Without Elba the memory of Napoleon would have been very different. It must also be remembered that Europeans, especially the French, paid a heavy price in terms of blood and violence for his return. As Philip Dwyer has shown in his recent study of Napoleon’s second exile on Saint Helena, the Emperor had considerable time to refashion himself as a liberal and promethean figure during his second exile.[8] His return from Elba for many was a Christ-like resurrection. As Sudhir Hazareesingh has highlighted in his research on the Napoleonic legend, for decades after 1815, sightings of the returned Emperor continued in France.[9] The rise and fall of Empires are a well-established genre of world history. However, the story of an Emperor exiled to an island and making a daring escape to regain his Empire is pretty rare. That Napoleon’s gamble was successful makes him a truly unique figure. Braude brings this exceptional tale to life with panache and incisive detail.

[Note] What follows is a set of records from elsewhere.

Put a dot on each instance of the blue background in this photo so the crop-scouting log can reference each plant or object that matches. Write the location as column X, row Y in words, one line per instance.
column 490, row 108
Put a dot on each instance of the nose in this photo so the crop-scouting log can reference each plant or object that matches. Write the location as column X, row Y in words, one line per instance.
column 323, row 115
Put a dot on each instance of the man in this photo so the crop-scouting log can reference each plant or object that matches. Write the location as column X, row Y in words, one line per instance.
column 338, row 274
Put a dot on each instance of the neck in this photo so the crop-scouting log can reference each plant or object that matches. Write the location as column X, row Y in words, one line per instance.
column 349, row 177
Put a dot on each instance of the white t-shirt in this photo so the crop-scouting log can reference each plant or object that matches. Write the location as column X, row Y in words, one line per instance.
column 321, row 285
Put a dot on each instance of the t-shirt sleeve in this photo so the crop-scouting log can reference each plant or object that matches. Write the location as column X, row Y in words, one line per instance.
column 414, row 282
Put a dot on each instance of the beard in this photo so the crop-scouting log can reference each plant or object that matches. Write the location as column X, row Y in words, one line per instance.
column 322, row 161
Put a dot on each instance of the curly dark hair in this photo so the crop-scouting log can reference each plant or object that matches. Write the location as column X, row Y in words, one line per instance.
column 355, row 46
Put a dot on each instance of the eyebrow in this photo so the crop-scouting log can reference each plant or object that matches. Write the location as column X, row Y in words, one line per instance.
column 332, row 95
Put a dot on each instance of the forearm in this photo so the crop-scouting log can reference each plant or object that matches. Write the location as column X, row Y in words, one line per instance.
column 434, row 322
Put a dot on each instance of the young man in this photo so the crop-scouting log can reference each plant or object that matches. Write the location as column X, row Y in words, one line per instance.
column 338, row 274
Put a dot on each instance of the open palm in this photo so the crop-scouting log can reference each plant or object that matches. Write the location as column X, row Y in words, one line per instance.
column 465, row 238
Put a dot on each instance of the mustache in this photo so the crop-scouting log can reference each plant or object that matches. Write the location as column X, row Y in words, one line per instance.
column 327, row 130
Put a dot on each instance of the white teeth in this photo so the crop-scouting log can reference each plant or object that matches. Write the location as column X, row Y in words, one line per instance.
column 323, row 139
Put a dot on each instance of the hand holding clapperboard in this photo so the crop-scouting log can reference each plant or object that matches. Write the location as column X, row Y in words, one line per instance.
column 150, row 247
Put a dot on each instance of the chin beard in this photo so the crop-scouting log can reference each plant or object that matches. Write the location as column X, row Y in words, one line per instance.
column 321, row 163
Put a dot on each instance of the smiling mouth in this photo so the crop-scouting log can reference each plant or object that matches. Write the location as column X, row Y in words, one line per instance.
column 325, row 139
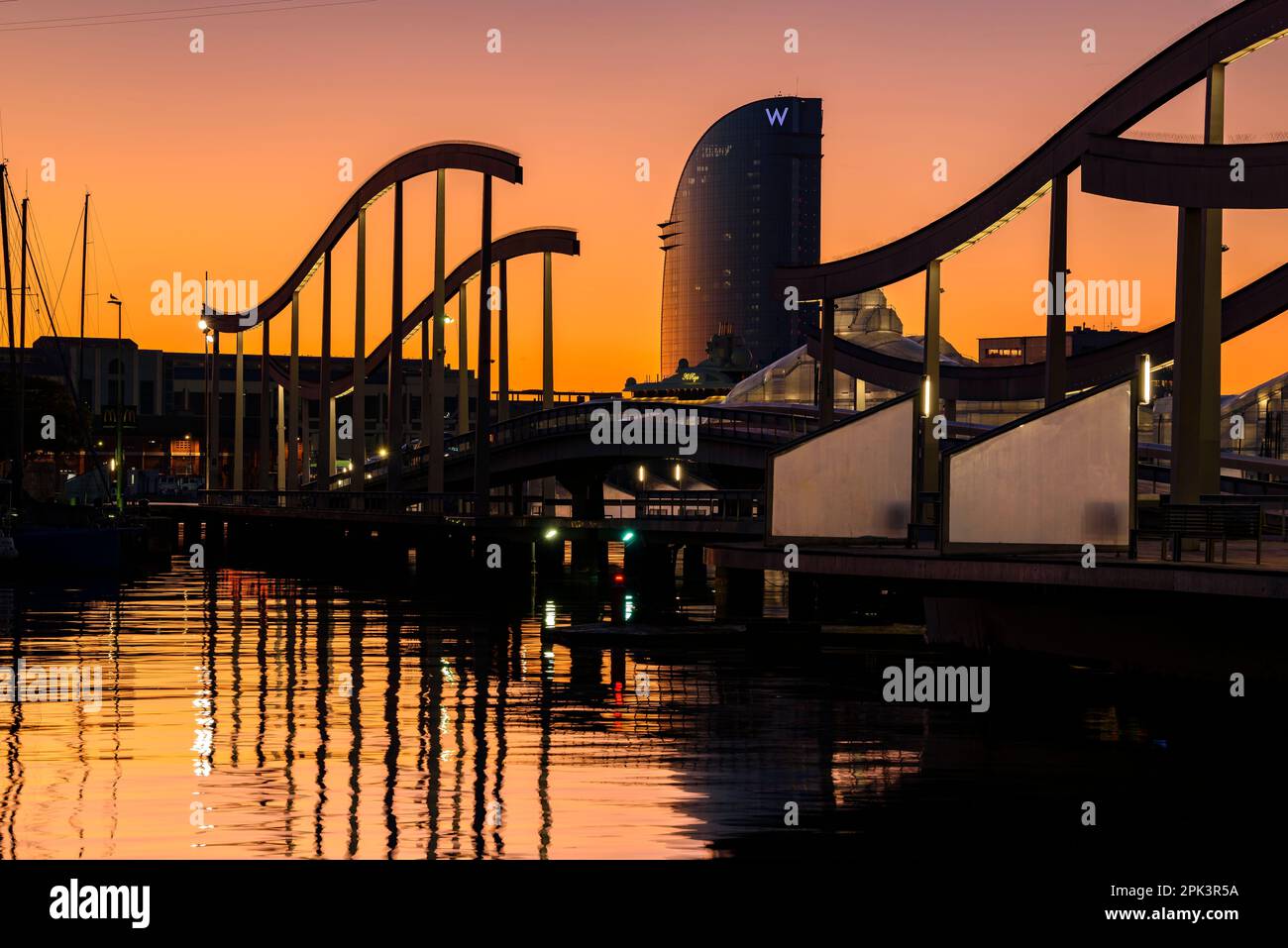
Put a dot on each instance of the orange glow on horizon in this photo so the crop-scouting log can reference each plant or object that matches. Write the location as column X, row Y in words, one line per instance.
column 227, row 159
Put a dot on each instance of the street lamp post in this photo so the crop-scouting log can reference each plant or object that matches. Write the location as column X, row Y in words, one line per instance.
column 120, row 407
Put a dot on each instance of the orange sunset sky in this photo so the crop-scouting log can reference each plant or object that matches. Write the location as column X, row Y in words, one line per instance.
column 227, row 159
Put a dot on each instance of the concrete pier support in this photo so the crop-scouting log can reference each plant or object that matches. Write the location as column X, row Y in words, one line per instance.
column 240, row 414
column 281, row 438
column 1197, row 371
column 438, row 378
column 1057, row 262
column 359, row 446
column 739, row 592
column 549, row 556
column 694, row 570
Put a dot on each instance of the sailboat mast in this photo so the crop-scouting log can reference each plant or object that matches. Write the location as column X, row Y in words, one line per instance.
column 21, row 372
column 8, row 299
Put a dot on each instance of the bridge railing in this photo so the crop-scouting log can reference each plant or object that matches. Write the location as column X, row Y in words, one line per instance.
column 760, row 425
column 704, row 505
column 347, row 501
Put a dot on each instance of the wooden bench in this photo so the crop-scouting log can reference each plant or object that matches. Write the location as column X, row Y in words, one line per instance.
column 1207, row 522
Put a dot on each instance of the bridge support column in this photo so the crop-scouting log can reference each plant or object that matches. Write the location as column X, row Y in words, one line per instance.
column 694, row 570
column 739, row 592
column 326, row 407
column 483, row 375
column 1197, row 372
column 240, row 414
column 1057, row 262
column 281, row 438
column 359, row 446
column 395, row 380
column 651, row 570
column 330, row 445
column 463, row 376
column 548, row 369
column 292, row 401
column 502, row 360
column 217, row 473
column 549, row 554
column 589, row 556
column 266, row 443
column 928, row 395
column 802, row 596
column 827, row 365
column 437, row 380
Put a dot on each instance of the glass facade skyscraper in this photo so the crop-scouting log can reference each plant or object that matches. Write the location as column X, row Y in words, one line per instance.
column 747, row 201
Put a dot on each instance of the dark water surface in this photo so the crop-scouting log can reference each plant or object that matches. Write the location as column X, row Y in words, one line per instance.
column 244, row 715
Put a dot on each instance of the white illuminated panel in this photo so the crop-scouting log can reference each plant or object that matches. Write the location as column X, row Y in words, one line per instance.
column 1061, row 479
column 854, row 480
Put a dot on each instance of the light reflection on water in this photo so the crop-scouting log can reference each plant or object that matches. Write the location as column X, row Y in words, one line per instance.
column 245, row 715
column 256, row 716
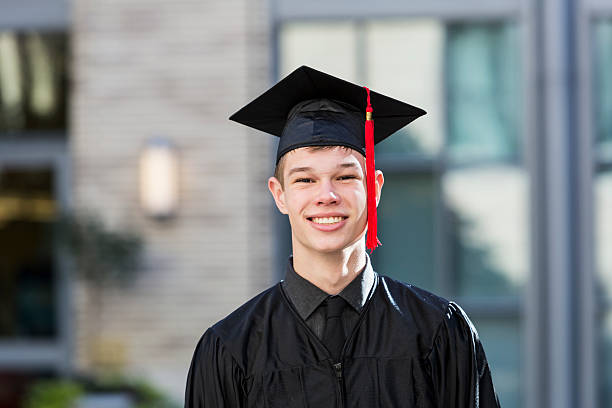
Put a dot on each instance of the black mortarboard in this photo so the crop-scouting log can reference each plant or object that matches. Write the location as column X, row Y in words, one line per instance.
column 312, row 108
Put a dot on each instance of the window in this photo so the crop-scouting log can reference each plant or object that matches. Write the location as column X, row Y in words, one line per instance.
column 453, row 217
column 602, row 41
column 33, row 83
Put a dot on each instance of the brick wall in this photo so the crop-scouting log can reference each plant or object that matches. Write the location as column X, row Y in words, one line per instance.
column 173, row 69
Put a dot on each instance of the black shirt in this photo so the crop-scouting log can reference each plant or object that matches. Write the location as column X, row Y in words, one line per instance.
column 308, row 298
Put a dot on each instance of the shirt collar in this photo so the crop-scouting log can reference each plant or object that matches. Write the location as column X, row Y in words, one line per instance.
column 306, row 297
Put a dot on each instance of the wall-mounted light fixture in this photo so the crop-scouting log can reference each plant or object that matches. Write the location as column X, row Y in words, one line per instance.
column 159, row 179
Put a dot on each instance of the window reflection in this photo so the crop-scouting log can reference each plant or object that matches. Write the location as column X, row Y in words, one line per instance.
column 482, row 66
column 414, row 75
column 488, row 208
column 406, row 219
column 27, row 294
column 32, row 82
column 327, row 46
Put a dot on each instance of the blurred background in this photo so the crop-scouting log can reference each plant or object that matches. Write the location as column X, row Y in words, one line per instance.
column 133, row 214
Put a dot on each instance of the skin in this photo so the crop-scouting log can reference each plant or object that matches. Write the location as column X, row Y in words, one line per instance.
column 327, row 182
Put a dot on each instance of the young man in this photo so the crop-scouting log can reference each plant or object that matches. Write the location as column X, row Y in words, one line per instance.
column 334, row 333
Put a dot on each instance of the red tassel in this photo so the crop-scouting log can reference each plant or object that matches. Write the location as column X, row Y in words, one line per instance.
column 372, row 240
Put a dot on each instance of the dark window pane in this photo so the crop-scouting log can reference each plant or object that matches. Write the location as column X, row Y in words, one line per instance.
column 33, row 82
column 27, row 294
column 502, row 339
column 406, row 218
column 483, row 91
column 603, row 87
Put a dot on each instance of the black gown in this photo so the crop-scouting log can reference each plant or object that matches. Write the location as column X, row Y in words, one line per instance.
column 409, row 348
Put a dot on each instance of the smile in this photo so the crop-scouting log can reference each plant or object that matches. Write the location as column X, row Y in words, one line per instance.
column 327, row 220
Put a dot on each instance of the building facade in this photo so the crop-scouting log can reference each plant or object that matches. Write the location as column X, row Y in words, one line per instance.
column 498, row 198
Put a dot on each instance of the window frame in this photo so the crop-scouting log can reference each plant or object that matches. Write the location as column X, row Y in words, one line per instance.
column 55, row 354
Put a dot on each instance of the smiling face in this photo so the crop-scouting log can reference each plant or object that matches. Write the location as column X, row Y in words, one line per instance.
column 324, row 194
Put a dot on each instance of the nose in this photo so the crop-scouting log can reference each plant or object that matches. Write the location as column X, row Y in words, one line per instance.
column 327, row 194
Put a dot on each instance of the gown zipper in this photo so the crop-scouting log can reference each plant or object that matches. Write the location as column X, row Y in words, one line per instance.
column 338, row 370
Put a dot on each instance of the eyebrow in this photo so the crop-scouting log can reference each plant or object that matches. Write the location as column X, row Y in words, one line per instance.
column 298, row 169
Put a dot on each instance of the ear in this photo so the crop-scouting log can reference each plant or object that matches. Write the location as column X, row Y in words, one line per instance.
column 380, row 180
column 276, row 189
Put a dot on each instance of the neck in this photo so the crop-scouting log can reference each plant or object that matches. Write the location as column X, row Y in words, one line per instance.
column 331, row 272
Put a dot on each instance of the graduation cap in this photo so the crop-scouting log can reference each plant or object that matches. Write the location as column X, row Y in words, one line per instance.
column 312, row 108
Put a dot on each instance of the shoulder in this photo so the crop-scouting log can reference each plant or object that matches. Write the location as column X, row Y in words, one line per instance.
column 415, row 306
column 413, row 298
column 244, row 328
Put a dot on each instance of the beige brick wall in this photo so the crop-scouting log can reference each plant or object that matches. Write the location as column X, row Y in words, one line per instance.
column 175, row 69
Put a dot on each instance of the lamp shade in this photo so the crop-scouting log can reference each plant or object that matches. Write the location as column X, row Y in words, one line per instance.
column 159, row 179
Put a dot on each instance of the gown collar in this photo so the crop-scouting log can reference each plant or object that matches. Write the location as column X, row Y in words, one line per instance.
column 306, row 296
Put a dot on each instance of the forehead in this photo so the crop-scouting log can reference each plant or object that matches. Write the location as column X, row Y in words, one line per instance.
column 322, row 159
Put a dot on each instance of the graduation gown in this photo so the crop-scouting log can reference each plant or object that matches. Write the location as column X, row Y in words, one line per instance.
column 409, row 348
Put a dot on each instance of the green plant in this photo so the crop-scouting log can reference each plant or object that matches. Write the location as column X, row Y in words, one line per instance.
column 53, row 394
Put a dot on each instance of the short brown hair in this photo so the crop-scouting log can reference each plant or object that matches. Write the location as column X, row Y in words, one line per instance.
column 280, row 167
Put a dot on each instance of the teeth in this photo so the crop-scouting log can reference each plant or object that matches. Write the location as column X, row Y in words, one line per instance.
column 327, row 220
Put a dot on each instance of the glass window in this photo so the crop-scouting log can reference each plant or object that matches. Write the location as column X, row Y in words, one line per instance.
column 414, row 75
column 487, row 210
column 406, row 216
column 482, row 84
column 327, row 46
column 27, row 292
column 33, row 83
column 602, row 44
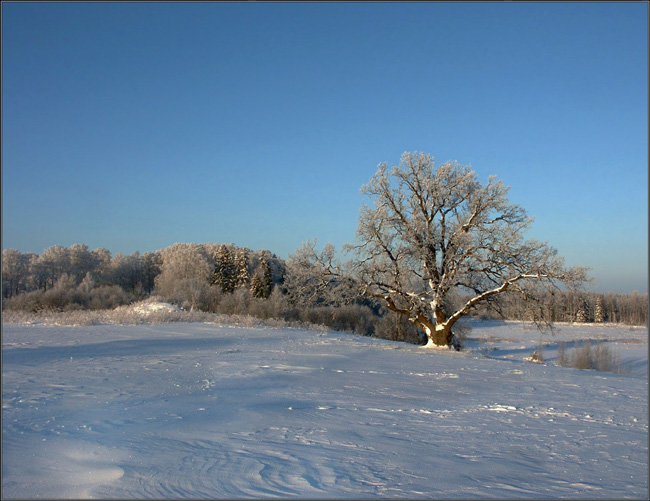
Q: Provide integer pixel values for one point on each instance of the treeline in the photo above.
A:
(235, 280)
(210, 277)
(579, 307)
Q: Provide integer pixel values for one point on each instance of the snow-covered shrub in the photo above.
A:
(109, 297)
(592, 357)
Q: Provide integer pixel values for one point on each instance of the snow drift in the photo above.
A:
(189, 410)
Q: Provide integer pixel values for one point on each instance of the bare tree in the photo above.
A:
(431, 231)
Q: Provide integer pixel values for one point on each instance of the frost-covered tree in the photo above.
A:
(14, 272)
(430, 231)
(185, 275)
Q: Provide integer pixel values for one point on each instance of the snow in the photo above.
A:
(148, 307)
(200, 410)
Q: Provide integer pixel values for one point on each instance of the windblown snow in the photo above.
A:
(198, 410)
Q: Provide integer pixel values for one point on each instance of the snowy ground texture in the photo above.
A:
(198, 410)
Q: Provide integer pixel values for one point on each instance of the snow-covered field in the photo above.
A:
(198, 410)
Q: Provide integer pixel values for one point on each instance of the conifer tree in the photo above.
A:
(242, 278)
(224, 269)
(599, 312)
(261, 283)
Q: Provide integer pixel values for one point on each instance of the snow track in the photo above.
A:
(202, 411)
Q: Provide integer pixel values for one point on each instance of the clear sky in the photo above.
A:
(134, 126)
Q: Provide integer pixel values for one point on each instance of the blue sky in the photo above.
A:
(135, 126)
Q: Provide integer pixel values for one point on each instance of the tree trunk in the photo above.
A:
(438, 334)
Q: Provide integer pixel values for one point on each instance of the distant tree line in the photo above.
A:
(579, 307)
(236, 280)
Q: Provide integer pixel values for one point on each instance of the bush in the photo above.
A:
(109, 297)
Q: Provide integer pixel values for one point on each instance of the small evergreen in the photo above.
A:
(224, 274)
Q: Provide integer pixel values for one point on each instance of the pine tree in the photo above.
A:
(242, 278)
(261, 283)
(224, 269)
(599, 313)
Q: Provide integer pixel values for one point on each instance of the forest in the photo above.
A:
(227, 279)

Ambrogio A. Caiani is Senior Lecturer in Modern European History at the University of Kent. He is the author of Louis XVI and the French Revolution 1789-1792 (Cambridge; Cambridge University Press, 2012). He is currently under contract to complete a book on Napoleon’s fraught relationship with Pius VII (1800-1815).



[1]  Pierre Branda, La Guerre Secrète de Napoléon, Île d’Elbe 1814-1815 (Paris; Perrin, 2014), 68.

[2] Charles-Éloi Vial, Marie-Louise (Paris: Perrin, 2017).

[3]  Marco Boscarelli, Dall’Ancien Régime a Maria Luigia in un centro minore degli stati Parmensi (Milan: Giuffrè, 1980), 176-197.

[4] Emmanuel de Waresquiel, Fouché, Les Silences de la Pieuvre (Paris: Tallandier, 2014), 277.

[5] Jacques-Olivier Boudon, Napoléon et la dernière campagne: Les Cent-Jours 1815 (Paris; Armand Colin, 2015); Antoine Casanova, Napoléon et la Pense de son temps (Paris, Boutique de l’Histoire, 2008); Patrice Gueniffay, Bonaparte 1769-1802 (Cambridge: Harvard University Press, 2015); Thierry Lentz, Nouvelle Histoire du Premier empire, Les Cent-Jours (Paris: Fayard, 2010); Natalie Petiteau, Napoléon de la mythologie à l’histoire (Paris: Seuil, 1999); and Emmanuel de Waresquiel, Cent Jours, Le tentation de l’impossible: Mars-Juillet 1815 (Paris: Fayard, 2008).

[6] Branda, La Guerre Secrète de Napoléon, passim.

[7] Luigi Mascilli Migliorini, 500 giorni, Napoleone dall'Elba a Sant'Elena (Rome: Laterza, 2016); Ilaria Monti, Napoleone Bonaparte, La corrispondenza dell’Isloa d’Elba 1814-1815 (Self-published, 2019); the classic study is Vincenzo Melli, L'isola d'Elba durante il governo di Napoleone I (Florence: Stabili, 1913).

[8] Philip Dwyer, Napoleon: Passion, Death and Resurrection 1815–1840 (London: Bloomsbury, 2018).

[9] Sudhir Hazareesingh, Legend of Napoleon (London: Granta, 2004).